Many researchers have described interventions to improve teamwork and communication. Of note, simulation-based team training is well established in anaesthesia. It was therefore somewhat surprising that only one simulation-based study met our criteria for inclusion. This is likely to reflect the difficulty of collecting the evidence in the clinical environment rather than the value of such interventions. While there is evidence that behaviours in the simulated environment do reflect those in the clinical environment [55, 56], the focus of this review was restricted to measurable changes to processes or team function in the clinical environment or to patient outcome.
Simulation-based studies have added observational evidence on communication failures and errors to guide interventions [57, 58], have successfully taught strategies to improve communication and teamwork , have demonstrated improved teamwork and information sharing in the simulation environment [60, 61, 62], and have facilitated the development and validation of instruments to measure teamwork in the clinical environment [63, 64]. Also, a recent simulation study suggested that crisis checklists increase adherence to lifesaving processes of care .
Simulation can provide a powerful trigger to challenge assumptions, identify deficiencies in communication, and change attitudes. Simulation could potentially lay the groundwork for a more team-oriented approach to clinical practice and facilitate the introduction of processes such as checklists and briefings.
The nature of much teamwork research in the OR means that studies are predominantly pre- and post-intervention studies, frequently with data collected by self-report. Such studies are at risk of bias from confounding factors, a lack of blinding, and influences such as the Hawthorne effect. Many of the studies we report possess an inherent risk of bias that could affect the interpretation of results. Nevertheless, we believe there are several key well-constructed studies reported here, which offer relatively unambiguous evidence for the benefits of teamwork interventions. These interventions include checklists, briefings, and sophisticated team training programmes.

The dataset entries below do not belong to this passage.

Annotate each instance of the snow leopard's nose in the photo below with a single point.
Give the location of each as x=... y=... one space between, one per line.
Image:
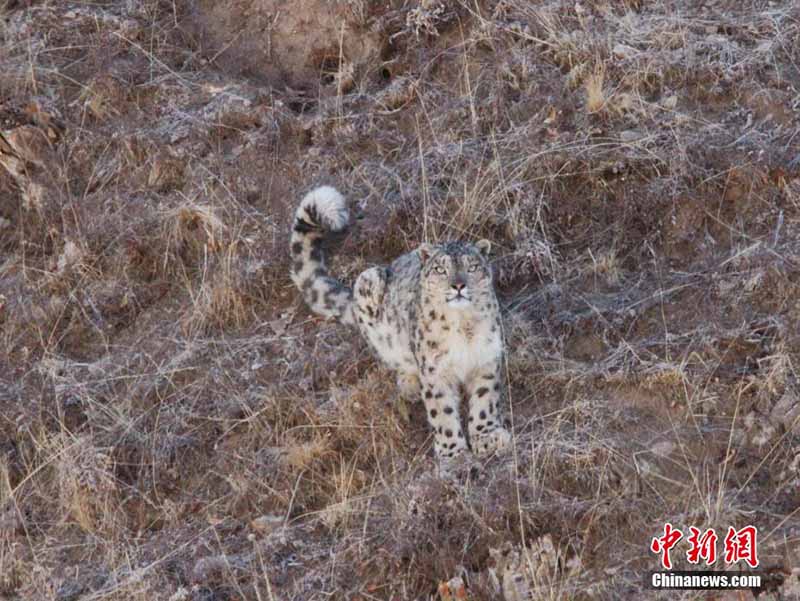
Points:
x=459 y=283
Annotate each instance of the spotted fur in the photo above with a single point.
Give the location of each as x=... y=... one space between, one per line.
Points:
x=321 y=212
x=432 y=316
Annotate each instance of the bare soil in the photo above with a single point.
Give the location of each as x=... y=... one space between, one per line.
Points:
x=175 y=424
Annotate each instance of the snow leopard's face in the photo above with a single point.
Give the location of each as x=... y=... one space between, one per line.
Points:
x=457 y=274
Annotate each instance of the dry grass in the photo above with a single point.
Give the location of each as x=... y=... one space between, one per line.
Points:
x=174 y=425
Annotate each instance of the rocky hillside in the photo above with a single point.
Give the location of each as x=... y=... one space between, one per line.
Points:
x=175 y=424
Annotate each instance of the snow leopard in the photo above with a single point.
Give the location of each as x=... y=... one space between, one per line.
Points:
x=432 y=316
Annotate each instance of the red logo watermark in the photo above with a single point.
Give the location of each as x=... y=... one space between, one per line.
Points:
x=740 y=545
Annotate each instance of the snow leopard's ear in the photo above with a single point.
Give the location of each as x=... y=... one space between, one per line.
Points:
x=425 y=252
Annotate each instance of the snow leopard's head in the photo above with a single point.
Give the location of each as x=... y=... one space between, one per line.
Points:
x=456 y=273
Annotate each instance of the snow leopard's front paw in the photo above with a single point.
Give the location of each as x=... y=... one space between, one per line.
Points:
x=493 y=441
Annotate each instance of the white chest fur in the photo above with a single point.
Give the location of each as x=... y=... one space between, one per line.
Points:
x=472 y=342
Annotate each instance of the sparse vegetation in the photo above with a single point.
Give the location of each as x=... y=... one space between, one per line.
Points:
x=174 y=424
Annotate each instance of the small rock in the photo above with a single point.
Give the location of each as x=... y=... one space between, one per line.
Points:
x=266 y=524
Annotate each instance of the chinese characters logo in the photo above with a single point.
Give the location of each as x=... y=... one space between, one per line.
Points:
x=739 y=545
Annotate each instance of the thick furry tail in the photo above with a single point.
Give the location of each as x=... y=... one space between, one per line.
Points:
x=323 y=210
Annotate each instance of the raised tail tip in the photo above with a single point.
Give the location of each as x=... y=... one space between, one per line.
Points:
x=324 y=206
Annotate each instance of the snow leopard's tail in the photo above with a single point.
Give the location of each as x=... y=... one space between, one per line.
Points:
x=322 y=211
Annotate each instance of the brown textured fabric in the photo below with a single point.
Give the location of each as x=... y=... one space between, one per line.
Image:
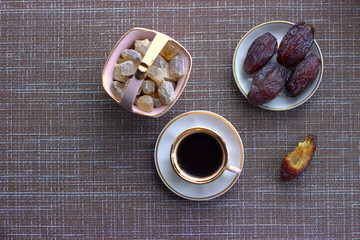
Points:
x=75 y=165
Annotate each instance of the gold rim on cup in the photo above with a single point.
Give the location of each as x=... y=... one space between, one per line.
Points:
x=187 y=177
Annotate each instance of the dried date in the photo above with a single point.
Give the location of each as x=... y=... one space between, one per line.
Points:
x=303 y=75
x=294 y=163
x=295 y=44
x=267 y=84
x=260 y=52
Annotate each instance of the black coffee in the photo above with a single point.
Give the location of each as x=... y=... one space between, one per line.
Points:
x=199 y=154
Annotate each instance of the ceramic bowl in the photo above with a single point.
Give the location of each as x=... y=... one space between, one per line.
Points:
x=127 y=41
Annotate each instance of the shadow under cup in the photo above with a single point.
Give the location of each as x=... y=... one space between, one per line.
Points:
x=199 y=155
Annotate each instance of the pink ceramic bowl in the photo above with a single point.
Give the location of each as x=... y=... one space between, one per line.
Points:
x=127 y=41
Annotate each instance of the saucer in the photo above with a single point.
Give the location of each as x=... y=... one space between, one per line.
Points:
x=278 y=29
x=167 y=136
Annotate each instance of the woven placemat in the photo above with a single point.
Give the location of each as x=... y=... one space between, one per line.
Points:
x=76 y=165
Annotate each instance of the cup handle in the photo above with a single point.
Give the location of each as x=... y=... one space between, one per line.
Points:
x=233 y=169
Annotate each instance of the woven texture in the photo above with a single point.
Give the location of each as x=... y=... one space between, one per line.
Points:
x=75 y=165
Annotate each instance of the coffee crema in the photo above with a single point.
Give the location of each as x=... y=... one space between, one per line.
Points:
x=200 y=155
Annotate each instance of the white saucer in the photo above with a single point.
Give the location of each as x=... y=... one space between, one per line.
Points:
x=162 y=155
x=278 y=29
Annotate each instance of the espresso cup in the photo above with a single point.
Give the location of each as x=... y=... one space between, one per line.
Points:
x=199 y=155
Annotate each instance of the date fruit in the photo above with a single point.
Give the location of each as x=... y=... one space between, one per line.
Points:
x=260 y=52
x=303 y=75
x=294 y=163
x=267 y=84
x=295 y=44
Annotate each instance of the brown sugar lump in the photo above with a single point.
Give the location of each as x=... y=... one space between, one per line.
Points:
x=166 y=92
x=141 y=46
x=156 y=74
x=131 y=54
x=169 y=51
x=145 y=103
x=177 y=68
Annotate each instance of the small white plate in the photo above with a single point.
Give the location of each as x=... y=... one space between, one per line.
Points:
x=167 y=136
x=278 y=29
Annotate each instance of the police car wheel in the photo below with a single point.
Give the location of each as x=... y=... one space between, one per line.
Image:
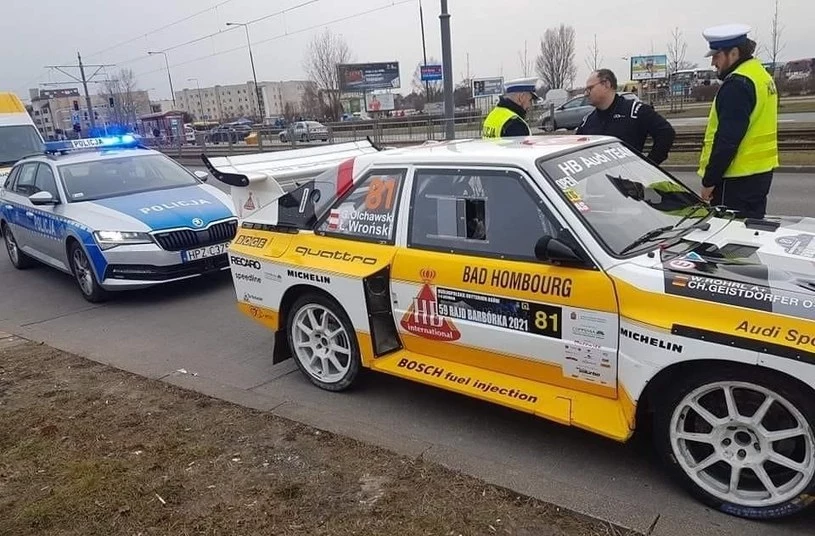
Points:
x=323 y=342
x=85 y=277
x=19 y=259
x=740 y=440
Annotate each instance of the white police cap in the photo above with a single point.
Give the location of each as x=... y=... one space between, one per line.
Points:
x=725 y=36
x=523 y=85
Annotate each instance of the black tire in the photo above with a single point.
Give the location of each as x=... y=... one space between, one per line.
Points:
x=84 y=275
x=780 y=386
x=354 y=361
x=18 y=259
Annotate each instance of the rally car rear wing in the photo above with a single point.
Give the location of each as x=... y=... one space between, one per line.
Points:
x=259 y=179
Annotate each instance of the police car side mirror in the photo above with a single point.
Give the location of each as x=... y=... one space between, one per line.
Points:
x=550 y=249
x=43 y=198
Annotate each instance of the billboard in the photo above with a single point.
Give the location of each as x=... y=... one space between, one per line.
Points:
x=649 y=67
x=485 y=87
x=431 y=73
x=369 y=76
x=382 y=102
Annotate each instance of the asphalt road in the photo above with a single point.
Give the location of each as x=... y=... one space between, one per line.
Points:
x=195 y=326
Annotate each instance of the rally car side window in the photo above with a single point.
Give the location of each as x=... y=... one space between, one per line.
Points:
x=369 y=210
x=479 y=212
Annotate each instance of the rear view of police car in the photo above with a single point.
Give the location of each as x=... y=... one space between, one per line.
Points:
x=114 y=215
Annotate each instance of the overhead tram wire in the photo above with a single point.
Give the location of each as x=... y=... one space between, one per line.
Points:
x=281 y=36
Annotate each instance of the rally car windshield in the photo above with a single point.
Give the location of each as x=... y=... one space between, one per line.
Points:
x=625 y=201
x=113 y=177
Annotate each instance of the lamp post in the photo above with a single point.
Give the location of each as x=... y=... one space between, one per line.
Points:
x=200 y=101
x=252 y=61
x=169 y=77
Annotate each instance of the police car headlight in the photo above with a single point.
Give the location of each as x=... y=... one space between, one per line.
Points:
x=111 y=239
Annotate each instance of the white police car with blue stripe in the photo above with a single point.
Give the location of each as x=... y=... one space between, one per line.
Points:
x=115 y=215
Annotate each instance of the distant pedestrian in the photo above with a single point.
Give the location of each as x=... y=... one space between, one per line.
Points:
x=629 y=120
x=740 y=150
x=508 y=118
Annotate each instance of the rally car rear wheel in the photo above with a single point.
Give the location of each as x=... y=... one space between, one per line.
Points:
x=323 y=342
x=741 y=441
x=85 y=278
x=19 y=259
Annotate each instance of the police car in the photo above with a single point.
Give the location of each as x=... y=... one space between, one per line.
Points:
x=562 y=276
x=114 y=215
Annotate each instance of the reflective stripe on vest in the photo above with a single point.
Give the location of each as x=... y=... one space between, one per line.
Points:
x=495 y=121
x=758 y=151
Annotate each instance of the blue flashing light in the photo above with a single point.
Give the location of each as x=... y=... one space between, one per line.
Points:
x=108 y=142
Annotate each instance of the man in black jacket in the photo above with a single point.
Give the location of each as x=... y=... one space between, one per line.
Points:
x=631 y=121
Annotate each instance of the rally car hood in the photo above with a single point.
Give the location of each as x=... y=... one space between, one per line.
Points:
x=746 y=264
x=190 y=207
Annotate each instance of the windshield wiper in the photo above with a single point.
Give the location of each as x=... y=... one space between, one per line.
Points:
x=650 y=235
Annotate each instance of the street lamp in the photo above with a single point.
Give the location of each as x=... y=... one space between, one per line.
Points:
x=167 y=63
x=200 y=101
x=252 y=60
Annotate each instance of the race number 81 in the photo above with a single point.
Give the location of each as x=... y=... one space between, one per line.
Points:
x=546 y=320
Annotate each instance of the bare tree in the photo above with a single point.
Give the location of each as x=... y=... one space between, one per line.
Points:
x=325 y=52
x=594 y=59
x=526 y=64
x=555 y=64
x=776 y=45
x=121 y=95
x=677 y=50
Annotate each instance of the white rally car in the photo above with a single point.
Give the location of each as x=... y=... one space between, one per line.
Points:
x=562 y=276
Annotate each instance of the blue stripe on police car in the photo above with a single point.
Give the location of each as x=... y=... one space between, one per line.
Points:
x=191 y=206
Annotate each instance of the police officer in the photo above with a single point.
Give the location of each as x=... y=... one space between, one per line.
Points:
x=508 y=118
x=740 y=148
x=631 y=121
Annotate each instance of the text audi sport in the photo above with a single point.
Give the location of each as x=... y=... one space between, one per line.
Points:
x=114 y=215
x=562 y=276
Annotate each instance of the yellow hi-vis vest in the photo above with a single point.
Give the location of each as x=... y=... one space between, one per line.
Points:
x=758 y=151
x=495 y=121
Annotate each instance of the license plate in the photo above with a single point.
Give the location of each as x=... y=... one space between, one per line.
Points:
x=197 y=254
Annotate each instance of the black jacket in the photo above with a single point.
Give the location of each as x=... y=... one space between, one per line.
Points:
x=513 y=127
x=632 y=121
x=734 y=104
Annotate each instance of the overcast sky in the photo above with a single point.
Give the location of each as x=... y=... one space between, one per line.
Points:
x=491 y=33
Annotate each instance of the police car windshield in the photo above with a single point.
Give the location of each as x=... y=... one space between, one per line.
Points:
x=620 y=195
x=113 y=177
x=17 y=141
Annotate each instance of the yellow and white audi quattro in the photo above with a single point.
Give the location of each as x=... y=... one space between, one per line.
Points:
x=562 y=276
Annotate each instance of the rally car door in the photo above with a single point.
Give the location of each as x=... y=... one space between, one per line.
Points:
x=468 y=288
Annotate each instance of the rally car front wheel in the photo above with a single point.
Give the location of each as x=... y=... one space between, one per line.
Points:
x=322 y=339
x=742 y=441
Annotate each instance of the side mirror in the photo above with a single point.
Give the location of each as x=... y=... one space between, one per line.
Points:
x=42 y=198
x=551 y=249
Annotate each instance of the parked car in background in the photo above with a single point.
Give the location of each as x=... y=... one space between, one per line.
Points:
x=570 y=114
x=304 y=131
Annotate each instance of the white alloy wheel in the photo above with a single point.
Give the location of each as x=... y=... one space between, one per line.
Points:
x=323 y=343
x=743 y=444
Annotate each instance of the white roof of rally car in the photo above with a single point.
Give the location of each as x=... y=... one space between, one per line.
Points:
x=498 y=151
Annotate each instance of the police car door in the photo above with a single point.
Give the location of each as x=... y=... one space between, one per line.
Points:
x=20 y=213
x=468 y=287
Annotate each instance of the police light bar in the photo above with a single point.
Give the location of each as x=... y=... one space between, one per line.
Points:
x=125 y=140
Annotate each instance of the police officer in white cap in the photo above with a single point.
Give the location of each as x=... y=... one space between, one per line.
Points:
x=740 y=148
x=508 y=118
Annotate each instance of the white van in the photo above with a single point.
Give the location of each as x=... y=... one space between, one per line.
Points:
x=19 y=136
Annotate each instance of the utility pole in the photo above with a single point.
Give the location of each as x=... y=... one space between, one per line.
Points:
x=424 y=52
x=83 y=80
x=447 y=60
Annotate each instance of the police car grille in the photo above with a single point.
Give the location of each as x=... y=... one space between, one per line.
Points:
x=187 y=238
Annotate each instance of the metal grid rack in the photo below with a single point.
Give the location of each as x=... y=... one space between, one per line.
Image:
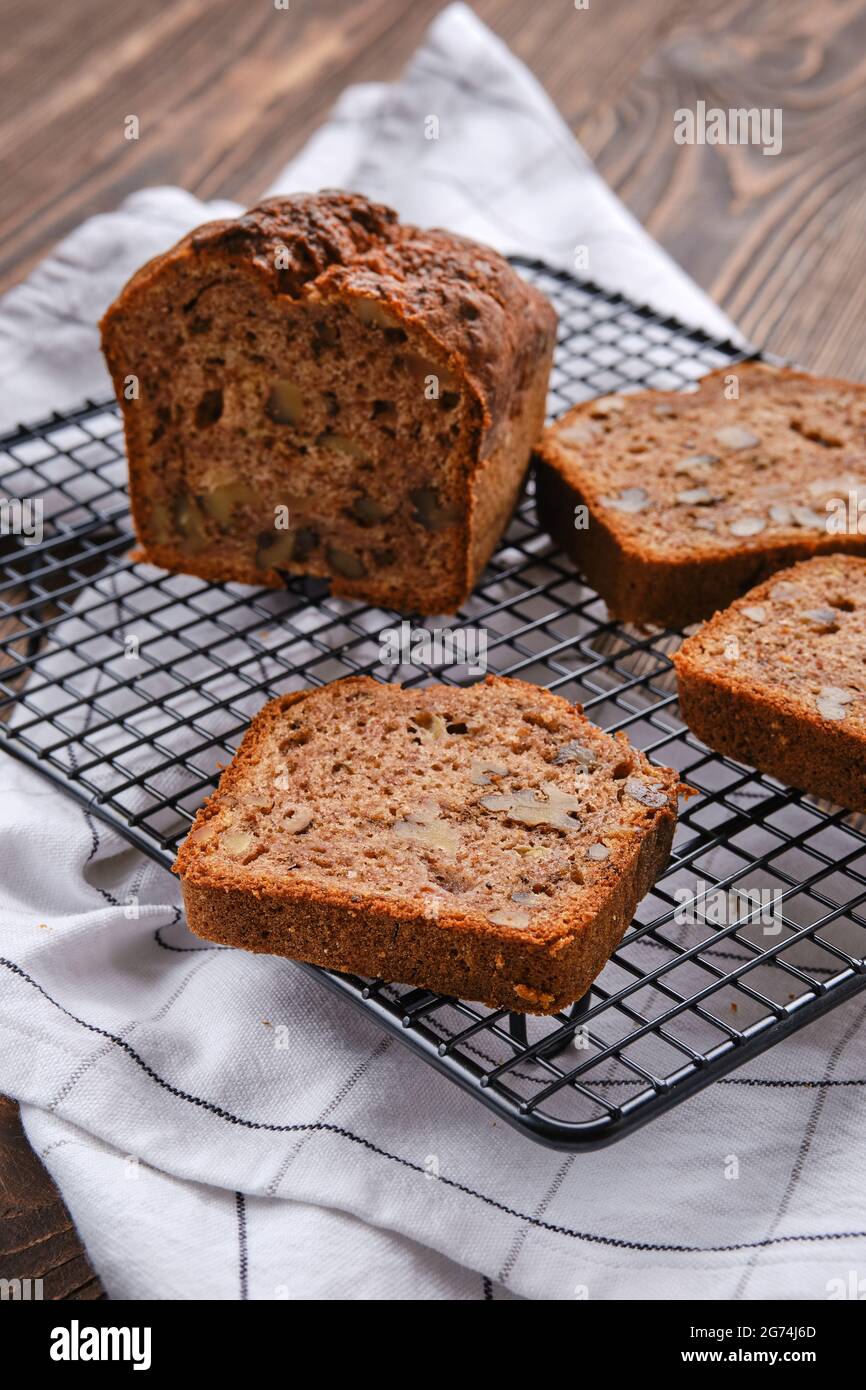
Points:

No amount of protocols or skills training will work, or have a sustained effect, if the culture of the OR is such that team members—or even one team member—fail to engage. It seems likely that a multimodal and multidisciplinary approach is needed to both develop the skills and organisational structure required to support teamwork and, importantly, to develop a culture committed to reducing patient harm by embracing a team-based approach to care of surgical patients. Anaesthesiologists have led the way in interventions to improve patient safety and are well placed to provide leadership in the OR to implement evidenced-based strategies to improve teamwork and communication.